Egg-citing Easter facts

Egg-citing Easter facts

Egg-citing Easter facts

First published in News
Last updated

AS you rip open the packaging and take a big chocolately bite of an egg this Easter, you probably won’t give second’s thought to where this strange tradition comes from.

But did you know the link between Eggs and Easter stems back thousands of years?

Here are some egg-citing facts......

• In Pagan times it was believed the egg had special powers and was buried under the foundations of buildings to ward off evil.

Brides stepped on an egg before entering their new homes and to give someone the gift of an egg meant you wished them many children.

• In fact, it is still a tradition in Scotland and North-East England to take part in ‘egg rolling’- which involves rolling eggs down steep hills. In America, the tradition of the Washington Easter Egg Roll dates back to at least 1872. Egg rolling, which symbolises the rolling away of the tomb of Jesus, is an ancient tradition and was very popular in the middle ages.

• Different countries have developed their own Easter egg traditions.
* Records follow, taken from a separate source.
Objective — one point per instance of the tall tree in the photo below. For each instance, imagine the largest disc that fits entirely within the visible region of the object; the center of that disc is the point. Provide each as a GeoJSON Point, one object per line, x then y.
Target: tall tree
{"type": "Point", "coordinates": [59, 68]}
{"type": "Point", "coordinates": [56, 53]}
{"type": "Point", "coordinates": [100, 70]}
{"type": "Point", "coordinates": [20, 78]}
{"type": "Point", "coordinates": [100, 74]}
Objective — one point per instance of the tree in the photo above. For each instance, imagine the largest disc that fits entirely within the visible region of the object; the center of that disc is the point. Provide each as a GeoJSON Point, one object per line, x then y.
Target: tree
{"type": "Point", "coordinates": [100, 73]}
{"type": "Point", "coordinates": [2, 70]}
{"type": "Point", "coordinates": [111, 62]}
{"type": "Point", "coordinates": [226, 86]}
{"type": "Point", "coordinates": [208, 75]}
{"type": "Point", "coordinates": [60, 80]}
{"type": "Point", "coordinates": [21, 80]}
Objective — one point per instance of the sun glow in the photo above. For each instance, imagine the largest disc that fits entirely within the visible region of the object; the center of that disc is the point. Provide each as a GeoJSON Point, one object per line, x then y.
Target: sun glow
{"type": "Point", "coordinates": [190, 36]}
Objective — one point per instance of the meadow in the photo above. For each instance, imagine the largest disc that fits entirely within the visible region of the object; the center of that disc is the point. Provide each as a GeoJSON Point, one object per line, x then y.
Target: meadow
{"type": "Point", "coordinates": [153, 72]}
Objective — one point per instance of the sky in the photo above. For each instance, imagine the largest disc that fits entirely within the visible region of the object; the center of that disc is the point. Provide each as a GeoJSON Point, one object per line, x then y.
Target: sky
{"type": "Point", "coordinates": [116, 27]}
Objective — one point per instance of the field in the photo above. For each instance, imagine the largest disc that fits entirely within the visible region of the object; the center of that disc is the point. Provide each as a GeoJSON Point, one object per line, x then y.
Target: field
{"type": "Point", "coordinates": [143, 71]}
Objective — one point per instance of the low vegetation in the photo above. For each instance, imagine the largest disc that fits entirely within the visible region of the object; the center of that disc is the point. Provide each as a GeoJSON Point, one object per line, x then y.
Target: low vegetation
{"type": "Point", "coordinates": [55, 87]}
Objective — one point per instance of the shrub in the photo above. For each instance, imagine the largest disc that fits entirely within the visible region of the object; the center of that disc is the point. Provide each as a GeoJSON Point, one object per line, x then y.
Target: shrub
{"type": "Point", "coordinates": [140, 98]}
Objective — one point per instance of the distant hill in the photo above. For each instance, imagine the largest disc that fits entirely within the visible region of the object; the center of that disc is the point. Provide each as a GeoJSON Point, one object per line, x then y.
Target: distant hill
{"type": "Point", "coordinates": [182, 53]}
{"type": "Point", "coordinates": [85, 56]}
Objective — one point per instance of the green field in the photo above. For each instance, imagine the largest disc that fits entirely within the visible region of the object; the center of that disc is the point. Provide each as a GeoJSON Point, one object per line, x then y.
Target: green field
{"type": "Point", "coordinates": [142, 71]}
It’s custom in Greece to exchange crimson-coloured eggs.

The red dye symbolises the blood of Christ and the egg represents new life.

In Guatemala, carpets of sawdust and flowers that measure up to a mile in length and people walk over them on their way to church.

• The first Fabergé egg was made as an Easter gift for the Empress of Russia in 1883 from her husband, Tsar Alexander.

• Bristol chocolatiers J.Fry & Sons made the first UK Easter egg in 1873- but it wasn’t like the tasty treats we know and love today.

Early Easter eggs were made from very bitter, dark chocolate and may have been decorated with marzipan.

Cadbury developed its first chocolate Easter egg in 1875

What about hot cross buns?

The tradition of making baked goods with a 'cross' stems back thousands of years and is from Pagan tradition, later adopted by Christians.

The cross was said to ward off evil spirits that might make the bread go mouldy or stale. 

It is thought that the recipe for hot cross buns- studding bread with dried fruit- stems back to ancient Greece, in honour of the goddess of spring and dawn, Eostre. 

Elizabeth I passed a law in around 1592 banning the sale of hot cross buns, except for on Good Friday, Christmas and burials.

Easter parades and bonnets

There is said to be an old superstition that wearing new clothes at Easter would bring good luck for the rest of the year. 

The first 'Easter' bonnets can actually be traced back further than the tradition of Easter itself and were bands of flowers and leaves which symbolised the seasons and the beginning of spring.

In Mid-1800s New York, the upper classes would parade through the streets after the Easter church services parading their finery. Today the tradition of the New York Easter parade continues- but it's far more wackier.